La tendencia también encuentra respaldo en las cifras. Según la Asociación Automotriz del Perú (AAP), el parque automotor nacional supera los 3 millones de vehículos y continúa creciendo cada año. A ello se suma el aumento de los delitos vinculados al robo de vehículos y autopartes, una problemática que ha llevado a más conductores a buscar mecanismos de protección y monitoreo para reducir riesgos patrimoniales. Ello está impulsando una mayor demanda de alarmas, sistemas de rastreo GPS, bloqueadores electrónicos, soluciones de iluminación y otros dispositivos enfocados en la prevención.

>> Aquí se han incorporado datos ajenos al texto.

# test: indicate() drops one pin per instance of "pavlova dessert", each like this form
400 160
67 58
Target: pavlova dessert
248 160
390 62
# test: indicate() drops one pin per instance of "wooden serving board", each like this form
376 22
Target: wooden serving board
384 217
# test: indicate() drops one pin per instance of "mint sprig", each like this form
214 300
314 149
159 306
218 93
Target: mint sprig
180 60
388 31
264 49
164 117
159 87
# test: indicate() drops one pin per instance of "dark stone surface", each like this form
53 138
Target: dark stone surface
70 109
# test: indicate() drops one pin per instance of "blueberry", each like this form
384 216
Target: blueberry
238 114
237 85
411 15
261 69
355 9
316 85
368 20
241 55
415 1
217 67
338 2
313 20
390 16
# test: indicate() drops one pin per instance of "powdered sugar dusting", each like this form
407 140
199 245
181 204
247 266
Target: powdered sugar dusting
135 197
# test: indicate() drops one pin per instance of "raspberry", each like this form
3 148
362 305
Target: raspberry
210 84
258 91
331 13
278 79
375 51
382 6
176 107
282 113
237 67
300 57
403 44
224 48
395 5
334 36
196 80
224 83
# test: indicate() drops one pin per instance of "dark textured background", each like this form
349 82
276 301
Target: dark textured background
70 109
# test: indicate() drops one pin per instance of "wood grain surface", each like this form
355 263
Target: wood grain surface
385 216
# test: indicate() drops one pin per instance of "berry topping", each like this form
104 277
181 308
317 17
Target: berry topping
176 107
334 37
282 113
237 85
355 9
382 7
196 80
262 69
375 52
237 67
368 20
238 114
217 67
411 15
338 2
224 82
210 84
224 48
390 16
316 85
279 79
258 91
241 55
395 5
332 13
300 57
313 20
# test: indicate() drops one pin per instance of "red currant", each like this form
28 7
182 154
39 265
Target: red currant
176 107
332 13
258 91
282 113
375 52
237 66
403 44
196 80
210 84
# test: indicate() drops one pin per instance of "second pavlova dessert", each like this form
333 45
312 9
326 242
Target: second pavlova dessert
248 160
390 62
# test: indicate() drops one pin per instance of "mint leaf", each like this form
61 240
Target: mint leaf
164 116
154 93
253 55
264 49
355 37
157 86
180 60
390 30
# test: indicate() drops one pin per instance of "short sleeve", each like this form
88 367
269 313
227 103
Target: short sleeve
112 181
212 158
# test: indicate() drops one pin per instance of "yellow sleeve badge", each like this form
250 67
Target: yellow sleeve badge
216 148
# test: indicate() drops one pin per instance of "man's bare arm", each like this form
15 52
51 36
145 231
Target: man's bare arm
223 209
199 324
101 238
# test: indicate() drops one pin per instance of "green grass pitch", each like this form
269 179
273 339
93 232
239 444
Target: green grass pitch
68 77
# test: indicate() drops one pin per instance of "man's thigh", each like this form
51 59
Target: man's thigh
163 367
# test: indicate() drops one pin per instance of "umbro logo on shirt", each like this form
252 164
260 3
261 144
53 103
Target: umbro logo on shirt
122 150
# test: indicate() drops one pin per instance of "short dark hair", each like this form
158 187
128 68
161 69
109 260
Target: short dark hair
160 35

En ese contexto, Marcelo Vásquez, director comercial de Katherine Corp., estima que la inversión en soluciones de seguridad vehicular crecería hasta 20% durante 2026, impulsada por una mayor preocupación por robos, incidentes en carretera y la búsqueda de una conducción más segura.
“Observamos que los usuarios ya no buscan únicamente un producto puntual, sino soluciones integrales que les permitan conducir con mayor tranquilidad. La seguridad vehicular hoy abarca desde sistemas antirrobo hasta componentes relacionados con iluminación, visibilidad y desempeño, que también cumplen un papel importante en la prevención de incidentes”, explica Vásquez.